Neben diesem Absacken zum Schluss muss man „Casino Royale“ auch ankreiden, dass er actiontechnisch sein Pulver zu schnell verschießt. Die Action ist gering dosiert, doch das ist nicht das Problem: Kurz nach den Credits einen Opener, in der Mitte eine Actionszene auf dem Flughafen von Miami, der Showdown sowie kleinere Kämpfe zwischen durch. Inszenatorisch machen die Stunts, Shoot-Outs und Fights Laune, wobei in letzteren moderne Kampfsporttechniken (so wie bei den „Bourne“-Filmen) zum Einsatz kommen, was zu begrüßen ist. Doch die beste Actionszene bleibt die erste, in der Bond den Bombenleger hetzt und dabei sowohl ein Baugelände als auch eine Botschaft in Schutt und Asche legt. Die Flugfeldszene ist gut, aber nicht herausragend, der Showdown in einem versinkenden Haus gut, aber es fehlt ein spektakuläres I-Tüpfelchen. Dafür kommt das Finale schön roh mit harten Kampfhandlungen (u.a. Zweckentfremdung einer Nagelpistole) daher, was immerhin zum angenehm rauen Stil des Films passt.
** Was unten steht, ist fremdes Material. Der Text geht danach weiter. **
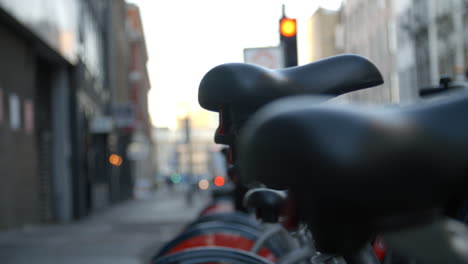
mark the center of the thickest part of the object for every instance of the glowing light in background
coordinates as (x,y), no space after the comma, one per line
(115,160)
(219,181)
(176,178)
(203,184)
Schlussendlich ist Daniel Craigs Bondeinstand wirklich gelungen, auch wenn Craig die Rolle nicht so ganz würdig ausfüllen kann. Gegen Ende zieht es sich etwas zu sehr und der Anfang ist bereits das Actionhighlight, doch trotz dieser Kritikpunkte ist „Casino Royale“ äußerst spannend, besitzt viel Drive und die Action ist fantastisch inszeniert, sodass Bond- und Actionfans den Kinogang beruhigt wagen können.